Protesters from the Six Nations reserve have occupied the property, about an hour southwest of Toronto, since Feb 28, arguing the land belongs to them.
The conflict made headlines again Tuesday as two aboriginal protesters angrily confronted Haldimand County Mayor Marie Trainer at a blockade in Caledonia after she made comments that they interpreted as labelling them as welfare recipients.
In an appearance on CBC Newsworld earlier in the day, the mayor said residents of the town were being hurt economically by the protest and don't have money coming in automatically every month. When she arrived at the blockade, an unidentified woman took her to task.
"I don't know where you get off. Your redneck attitude is what's causing this whole thing," the woman said.
"There's no way you're going to make us come off as welfare recipients. You put it right on the air and I just seen it. You had no damn business saying it."
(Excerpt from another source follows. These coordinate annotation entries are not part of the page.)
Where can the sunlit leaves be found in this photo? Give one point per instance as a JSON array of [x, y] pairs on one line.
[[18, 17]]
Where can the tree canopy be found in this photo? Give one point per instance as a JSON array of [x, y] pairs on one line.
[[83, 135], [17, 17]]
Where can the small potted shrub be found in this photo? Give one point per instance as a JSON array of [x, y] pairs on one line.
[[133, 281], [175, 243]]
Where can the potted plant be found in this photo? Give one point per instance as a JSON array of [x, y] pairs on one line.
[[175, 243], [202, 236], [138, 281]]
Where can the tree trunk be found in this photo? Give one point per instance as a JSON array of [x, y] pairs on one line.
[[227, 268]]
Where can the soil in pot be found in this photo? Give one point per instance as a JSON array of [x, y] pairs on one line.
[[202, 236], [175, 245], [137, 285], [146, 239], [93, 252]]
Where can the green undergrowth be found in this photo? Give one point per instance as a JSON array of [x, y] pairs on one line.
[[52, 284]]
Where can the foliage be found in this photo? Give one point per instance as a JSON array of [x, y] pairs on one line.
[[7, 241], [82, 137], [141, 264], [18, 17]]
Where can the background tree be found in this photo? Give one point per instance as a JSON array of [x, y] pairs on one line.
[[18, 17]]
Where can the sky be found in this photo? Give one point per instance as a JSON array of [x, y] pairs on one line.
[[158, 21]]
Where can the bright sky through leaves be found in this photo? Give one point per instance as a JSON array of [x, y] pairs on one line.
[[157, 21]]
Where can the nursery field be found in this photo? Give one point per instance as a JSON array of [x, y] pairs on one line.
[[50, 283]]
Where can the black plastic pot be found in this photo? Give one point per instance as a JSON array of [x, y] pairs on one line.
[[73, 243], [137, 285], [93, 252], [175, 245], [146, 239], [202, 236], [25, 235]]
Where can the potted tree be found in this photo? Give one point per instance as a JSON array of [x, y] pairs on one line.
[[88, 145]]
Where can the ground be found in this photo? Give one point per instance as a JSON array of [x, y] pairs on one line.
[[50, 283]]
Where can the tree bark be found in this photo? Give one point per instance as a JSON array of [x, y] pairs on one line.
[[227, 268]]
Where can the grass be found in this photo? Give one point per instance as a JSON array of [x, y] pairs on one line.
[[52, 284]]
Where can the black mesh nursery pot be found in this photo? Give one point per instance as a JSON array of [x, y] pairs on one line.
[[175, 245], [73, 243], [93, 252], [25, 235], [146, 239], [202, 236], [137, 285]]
Native spokesman Clyde Powless, who had warmly greeted Trainer minutes earlier, then joined the fray.
"I'm deeply saddened by comments I've heard you made about my people waiting for a monthly cheque," Powless said. "I'm shocked at you and I will never want to address you again."
Following the confrontation, Trainer defended her remarks to journalists.
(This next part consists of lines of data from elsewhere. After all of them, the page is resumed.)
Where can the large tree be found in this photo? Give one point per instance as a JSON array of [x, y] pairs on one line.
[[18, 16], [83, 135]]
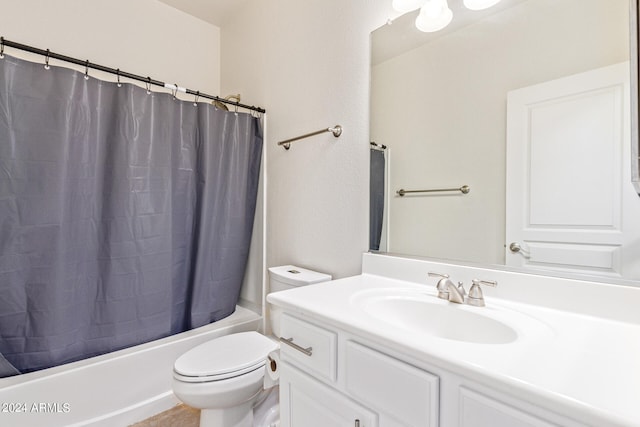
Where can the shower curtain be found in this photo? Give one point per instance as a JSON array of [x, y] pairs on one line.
[[125, 215], [376, 198]]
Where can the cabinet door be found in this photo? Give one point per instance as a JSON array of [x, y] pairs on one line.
[[401, 394], [477, 410], [306, 402]]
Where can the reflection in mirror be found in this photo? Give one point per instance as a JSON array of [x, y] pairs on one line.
[[528, 104]]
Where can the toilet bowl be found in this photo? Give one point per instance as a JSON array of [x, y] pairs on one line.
[[224, 377]]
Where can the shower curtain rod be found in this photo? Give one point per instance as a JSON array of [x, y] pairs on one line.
[[147, 80]]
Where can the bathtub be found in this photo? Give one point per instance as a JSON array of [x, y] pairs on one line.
[[115, 389]]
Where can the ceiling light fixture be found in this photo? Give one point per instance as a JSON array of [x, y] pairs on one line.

"They needed to know what the Caledonia people thought," Trainer said. "I have to stick up for my people, just like they're sticking up for themselves."
The incident marked a further deterioration in relations between the protesters and town residents following a noisy confrontation at the barricades Monday night that led to the arrest of one person.
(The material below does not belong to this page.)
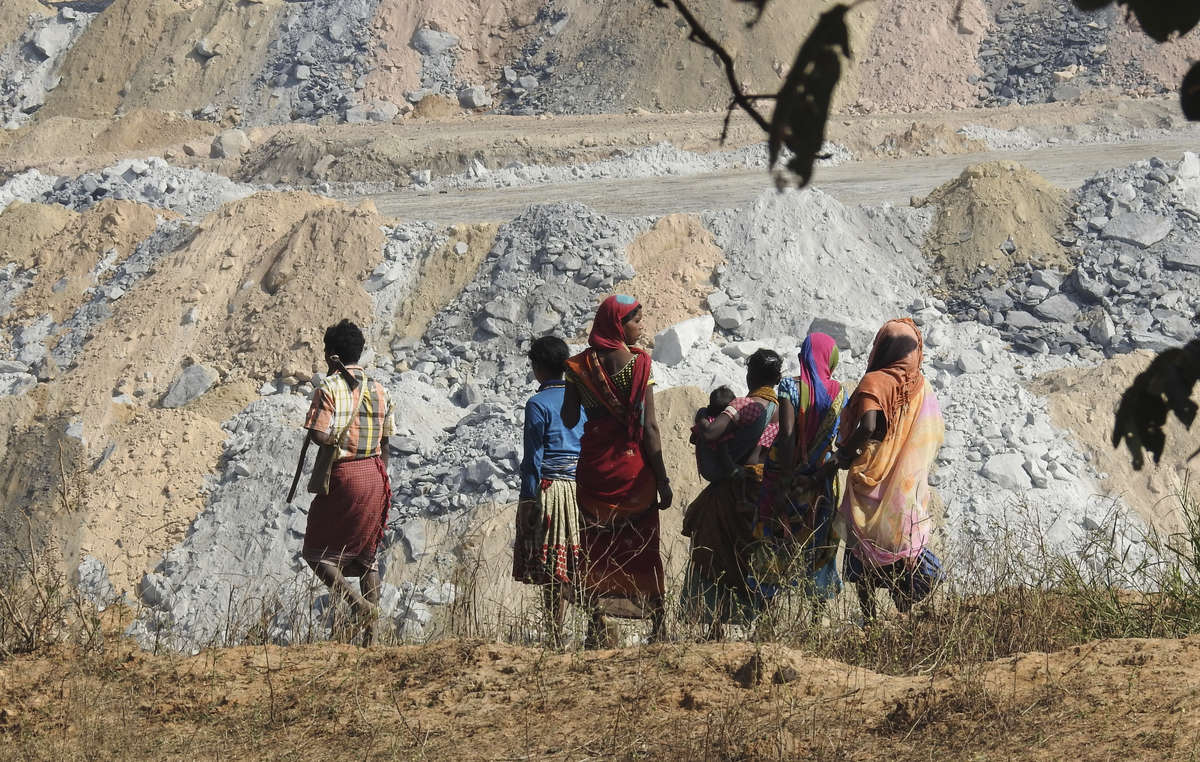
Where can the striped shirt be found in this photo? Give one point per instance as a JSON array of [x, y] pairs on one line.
[[334, 406]]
About 500 residents headed to the site after a rally, at which they called on authorities to end the seven-week-old native demonstration at the housing development.
There are plans to build 250 homes on the 40-hectare site, which the natives say is on their land.
At the meeting, about 3,000 non-native residents voiced their mounting frustration over the blockade.
"As Caledonians we feel that we have had our lives disrupted," one angry man said.
"I have six-year-olds who are terrified to come home and sleep at night," a woman yelled.
Some said they understood that police were on hand to keep the peace, but they felt let down by government efforts to end the dispute.
"Our politicians are hiding," another man said, "and it makes me sick."
Then some in the crowd started heading toward the barricade, but a line of about 100 police officers kept them at bay.
Still, the demonstrators released their anger by smashing a police vehicle. One resident was arrested.
The native demonstrators, mostly members of the nearby Six Nations reserve, want to stop construction of the housing project by Henco Industries on land they say was stolen from the Six Nations more than 200 years ago.
The province says aboriginals gave up the land in 1841 to make way for a new highway, an agreement a Six Nations spokesperson said was only meant to be a lease.